Statistical analysis

IBM SPSS Statistics (version 22.0) software (IBM Corp, Armonk, NY, USA) was used to carry out statistical analyses.

Patient demographics and clinical characteristics were reported by applying descriptive statistics. In particular, for continuous variables mean, median, range values, and quartiles were calculated. Distribution of continuous variables across subgroups was assessed by applying Student-t test, and The Mann–Whitney and Kolmogorov–Smirnov nonparametric tests. Chi-squared test (χ2) was applied to compare categorical variables across groups.

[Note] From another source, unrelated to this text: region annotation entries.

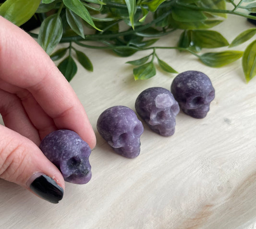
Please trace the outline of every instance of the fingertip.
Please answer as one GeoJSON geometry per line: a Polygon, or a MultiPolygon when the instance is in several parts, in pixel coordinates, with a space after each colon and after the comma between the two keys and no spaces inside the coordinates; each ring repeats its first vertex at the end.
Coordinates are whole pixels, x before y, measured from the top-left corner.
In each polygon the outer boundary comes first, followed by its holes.
{"type": "Polygon", "coordinates": [[[63,198],[63,187],[53,178],[41,172],[35,173],[26,184],[30,191],[51,203],[58,204],[63,198]]]}

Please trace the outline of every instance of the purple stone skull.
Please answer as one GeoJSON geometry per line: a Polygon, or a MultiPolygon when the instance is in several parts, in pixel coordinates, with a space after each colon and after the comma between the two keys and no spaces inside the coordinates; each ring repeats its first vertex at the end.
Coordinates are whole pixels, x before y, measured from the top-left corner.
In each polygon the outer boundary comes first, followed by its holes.
{"type": "Polygon", "coordinates": [[[146,89],[138,96],[135,108],[155,132],[165,136],[174,133],[180,108],[169,90],[159,87],[146,89]]]}
{"type": "Polygon", "coordinates": [[[91,179],[91,148],[75,132],[54,131],[42,140],[39,148],[60,169],[66,181],[82,184],[91,179]]]}
{"type": "Polygon", "coordinates": [[[194,118],[205,118],[215,96],[209,77],[200,72],[188,71],[173,80],[171,91],[184,113],[194,118]]]}
{"type": "Polygon", "coordinates": [[[144,128],[132,109],[123,106],[107,109],[98,119],[97,129],[118,154],[128,158],[139,155],[144,128]]]}

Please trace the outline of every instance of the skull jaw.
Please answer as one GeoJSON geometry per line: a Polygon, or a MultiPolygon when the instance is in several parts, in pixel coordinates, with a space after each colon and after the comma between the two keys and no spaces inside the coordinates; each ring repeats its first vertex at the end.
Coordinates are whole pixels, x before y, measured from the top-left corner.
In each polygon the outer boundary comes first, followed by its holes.
{"type": "Polygon", "coordinates": [[[65,181],[77,184],[84,184],[91,180],[91,165],[87,158],[72,157],[63,160],[60,165],[60,170],[65,181]]]}
{"type": "Polygon", "coordinates": [[[184,108],[182,110],[185,114],[195,119],[203,119],[205,118],[210,110],[209,106],[203,106],[195,109],[187,109],[184,108]]]}
{"type": "Polygon", "coordinates": [[[85,175],[83,174],[73,174],[68,177],[64,177],[64,180],[70,183],[77,184],[84,184],[88,183],[92,178],[92,172],[89,171],[85,175]]]}
{"type": "Polygon", "coordinates": [[[134,158],[140,154],[140,147],[133,147],[132,150],[126,150],[124,147],[113,148],[114,150],[120,155],[128,158],[134,158]]]}
{"type": "Polygon", "coordinates": [[[153,131],[165,137],[173,135],[175,131],[175,119],[170,119],[162,121],[149,119],[145,120],[145,121],[153,131]]]}
{"type": "Polygon", "coordinates": [[[175,127],[167,128],[164,125],[152,125],[147,124],[149,128],[154,132],[165,137],[169,137],[174,134],[175,127]]]}

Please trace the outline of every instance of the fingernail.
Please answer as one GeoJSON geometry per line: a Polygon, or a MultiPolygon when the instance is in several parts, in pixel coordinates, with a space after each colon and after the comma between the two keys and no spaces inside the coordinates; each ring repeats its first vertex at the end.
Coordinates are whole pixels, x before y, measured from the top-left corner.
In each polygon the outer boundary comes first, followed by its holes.
{"type": "Polygon", "coordinates": [[[29,188],[42,198],[53,204],[58,204],[64,194],[62,188],[52,178],[44,174],[36,178],[29,188]]]}

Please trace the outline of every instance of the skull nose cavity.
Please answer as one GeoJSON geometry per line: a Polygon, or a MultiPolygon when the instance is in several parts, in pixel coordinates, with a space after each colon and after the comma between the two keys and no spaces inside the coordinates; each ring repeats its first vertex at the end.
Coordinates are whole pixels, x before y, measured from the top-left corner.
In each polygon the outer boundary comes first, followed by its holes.
{"type": "Polygon", "coordinates": [[[81,158],[73,157],[68,160],[67,165],[69,169],[73,169],[74,168],[77,168],[81,166],[82,160],[81,158]]]}
{"type": "Polygon", "coordinates": [[[133,133],[136,135],[141,135],[143,132],[143,126],[142,123],[135,126],[134,129],[133,133]]]}
{"type": "Polygon", "coordinates": [[[195,97],[189,103],[189,106],[191,108],[196,108],[205,104],[204,98],[201,96],[195,97]]]}

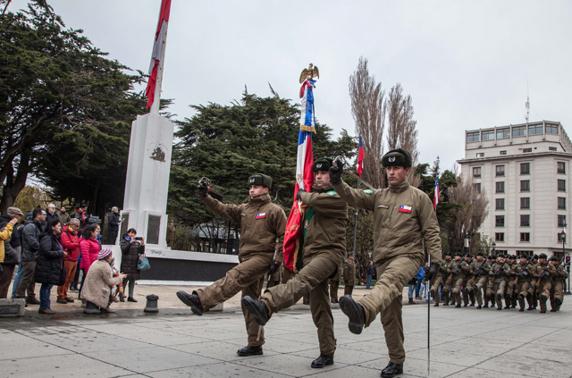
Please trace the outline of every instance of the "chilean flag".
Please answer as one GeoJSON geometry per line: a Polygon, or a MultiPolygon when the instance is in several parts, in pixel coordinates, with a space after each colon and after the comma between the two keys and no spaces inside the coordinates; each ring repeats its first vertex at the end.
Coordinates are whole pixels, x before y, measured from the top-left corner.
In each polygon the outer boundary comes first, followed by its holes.
{"type": "Polygon", "coordinates": [[[312,133],[315,132],[314,117],[314,83],[315,80],[306,80],[300,88],[302,97],[302,114],[300,116],[300,130],[298,134],[298,158],[296,163],[296,187],[294,188],[294,205],[290,212],[284,233],[284,266],[290,272],[296,272],[296,261],[299,252],[300,236],[304,228],[302,223],[307,206],[296,200],[299,189],[312,190],[314,184],[314,153],[312,152],[312,133]]]}
{"type": "Polygon", "coordinates": [[[358,152],[358,175],[361,177],[361,172],[364,171],[363,161],[366,158],[366,155],[364,154],[364,145],[361,142],[361,135],[359,136],[359,150],[358,152]]]}
{"type": "Polygon", "coordinates": [[[147,96],[147,108],[150,108],[155,100],[155,89],[157,83],[157,71],[159,69],[159,60],[161,59],[161,50],[164,39],[164,31],[169,22],[171,13],[171,0],[161,1],[161,13],[159,13],[159,22],[157,30],[155,33],[155,43],[153,44],[153,53],[151,54],[151,64],[149,65],[149,80],[145,88],[147,96]]]}
{"type": "Polygon", "coordinates": [[[435,194],[433,201],[433,209],[437,211],[437,204],[439,203],[439,178],[435,177],[435,194]]]}

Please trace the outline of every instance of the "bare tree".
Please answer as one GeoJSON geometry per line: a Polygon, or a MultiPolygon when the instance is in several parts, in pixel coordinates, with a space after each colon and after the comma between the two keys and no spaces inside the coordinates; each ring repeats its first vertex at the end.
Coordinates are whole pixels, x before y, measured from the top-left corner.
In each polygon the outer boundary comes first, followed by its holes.
{"type": "Polygon", "coordinates": [[[472,180],[458,176],[457,182],[457,187],[449,187],[449,195],[459,206],[451,210],[454,216],[448,222],[447,231],[450,250],[462,252],[467,235],[474,237],[489,214],[489,200],[484,189],[479,193],[472,180]]]}
{"type": "Polygon", "coordinates": [[[349,97],[356,133],[362,137],[366,153],[363,177],[375,188],[383,187],[381,164],[386,114],[384,97],[382,83],[369,74],[367,59],[361,56],[358,68],[349,76],[349,97]]]}

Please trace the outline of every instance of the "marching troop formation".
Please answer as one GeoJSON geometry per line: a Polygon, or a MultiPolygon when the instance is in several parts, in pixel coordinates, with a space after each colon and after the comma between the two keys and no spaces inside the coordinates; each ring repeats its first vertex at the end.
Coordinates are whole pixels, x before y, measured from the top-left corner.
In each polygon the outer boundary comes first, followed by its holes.
{"type": "Polygon", "coordinates": [[[516,256],[514,255],[484,256],[478,252],[475,257],[450,253],[445,256],[443,264],[431,288],[431,297],[439,307],[439,289],[443,306],[465,307],[478,305],[477,309],[516,308],[520,312],[536,309],[540,302],[540,313],[546,313],[550,299],[551,312],[559,310],[564,298],[566,279],[568,273],[556,257],[549,259],[545,254],[516,256]],[[483,298],[484,298],[484,302],[483,298]],[[526,302],[528,302],[528,308],[526,302]],[[470,304],[469,304],[470,303],[470,304]]]}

The evolution of HER2 expression from primary breast cancer to residual disease after neoadjuvant treatment was graphically reported by building Sankey diagrams. pCR was defined as the absence of invasive residual disease in both breast and lymph-nodes (ypT0/is, ypN0). DFS was defined as the time from diagnosis to recurrence or death from any cause. Survival curves were estimated by applying the Kaplan–Meier method and the log-rank test was used to test for differences between groups. The Cox-regression model was applied to calculate hazard ratios and 95% confidence intervals. All reported p-values are two-sided, and significance level was set at p < 0.05.

Ethical statement

In the present study tumor samples were collected after approval by the Institutional Review Board (Istituto Oncologico Veneto I.O.V.–IRCCS, Padova) and in accordance with the Declaration of Helsinki. All patients provided written-informed consent prior to inclusion into the study.

Reporting summary

Further information on research design is available in the Nature Research Reporting Summary linked to this article.